2007-03-12 09:58:16 · update #1

12 answers

Please, you have every right to be pissed off. Your so right about the lease, he's known for months. I would tell him to go to the bank take out some of the 7K and grow the****up! He sounds like somewhat of a baby, your not his mommy so don't act like you are. The doctor was going to move in too? Are you loaded? These guys have money so why can't they find a place to live? Isn't it horrible when so-called friends put you on the spot like this, all of sudden your the bad guy! You didn't do anything. Speak up and tell them where to go. Motel 6--They leave the light on for you.

2007-03-12 09:45:27 · answer #1 · answered by SusiQ 4 · 1 0

While I can understand helping out a friend in need, unless there is a case where he needs a place 'for a couple of days' until he gets into his new place, I completely agree with your reaction. Given, his friend has his rainy day savings and his partner is a doctor, I can't see ANY reason they need any 'charity' right now.

I understand how your partner just wants to help, but it is YOUR decision too and if he already agreed without your permission, that's very unfair to you. No - you're not wrong to say no.

Now that your partner has said yes - you have 2 choices. Your can stand your ground with your partner, by letting him know that your answer is NO, and you can both try to figure out an excuse as to why it's 'not possible at this time' OR you can allow it and just hope for the best ...

Good Luck!

2007-03-12 17:00:24 · answer #2 · answered by Plexed 3 · 1 0

Like Walter Kerr once said "“Half the world is composed of idiots, the other half of people clever enough to take indecent advantage of them.” Which are you?

Your right the lease ending shouldn't be a surprise to them. Instead of asking you why you aren't so charitable, your partner should be asking why they didn't start searching for a new place before the lease ran up. Ask what they would do if you weren't there to take them in, then suggest that thats what they do. Instead of helping them by taking them in rather offer to help them find a new place that in there price range. Maybe your partner should test the waters because A friend would understand a "No, I'm sorry" so test the waters. If worse comes to worse agree to say No they can't live there. But at the last minute if they can't find a place help them out, but don't tell your partner that cause she might just say yes.

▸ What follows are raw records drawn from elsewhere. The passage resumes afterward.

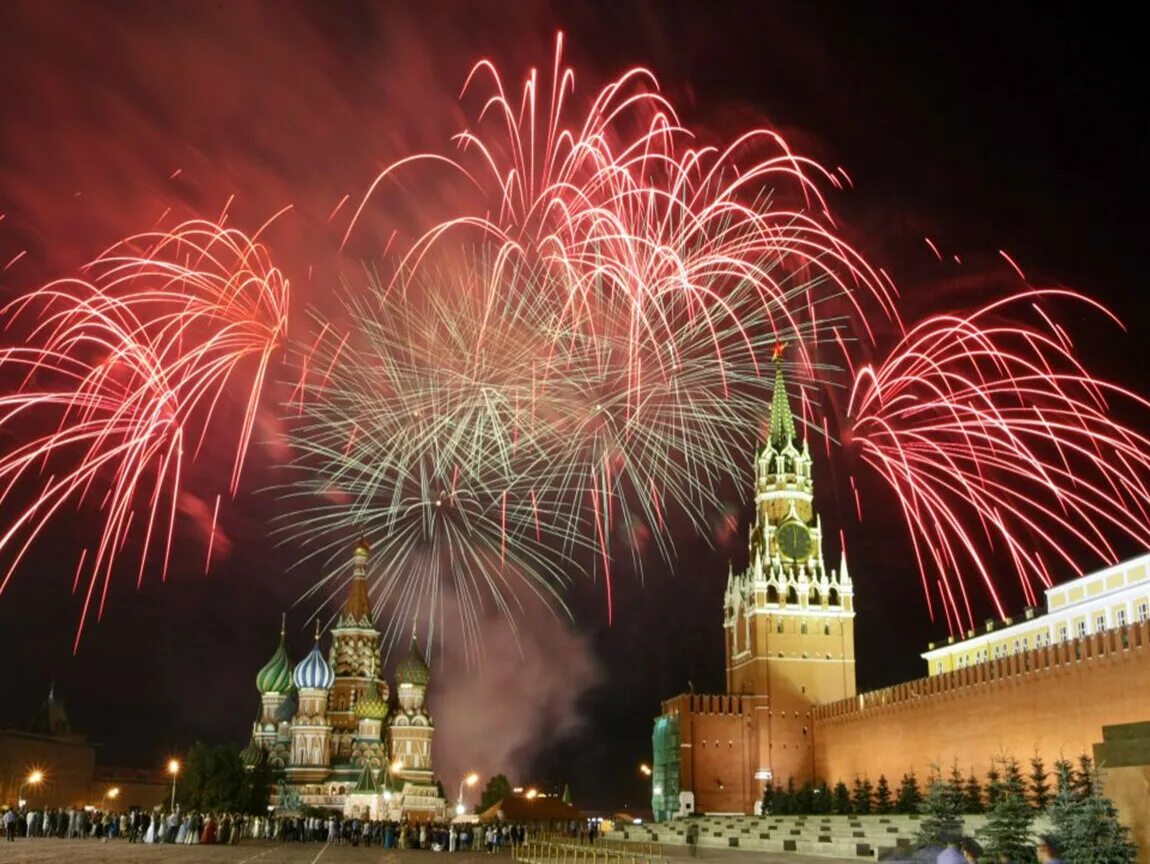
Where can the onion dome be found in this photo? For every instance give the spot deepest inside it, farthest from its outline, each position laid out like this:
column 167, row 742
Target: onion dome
column 288, row 708
column 275, row 677
column 372, row 706
column 413, row 670
column 251, row 755
column 314, row 672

2007-03-12 16:51:21 · answer #3 · answered by tehsuxs 3 · 1 0

When friends move in, in my experience, believe me the friendship will be short lived. Not only are they in your space all the time, so you may see somethings or experience some things that piss you off, but you see them for who they really are, and as they invade your space you realize you don't need friends that bad, or the aggravation. lol but anyway, our friend asked us to move in a while back, claiming he'll get a new job paying good, money, meanwhile, having no savings, and a few bills. How long do you really think he would have to stay with us until he had enough money to live on his own? exactly, he would have been there for at least a year, and we would end up hating him. So we said no, but we're all still as tight as ever. A real friend will just have to underdstand that this is your space and as much as you care for them, you can't allow them to enfringe upon you clear mind set and lifestyle right now.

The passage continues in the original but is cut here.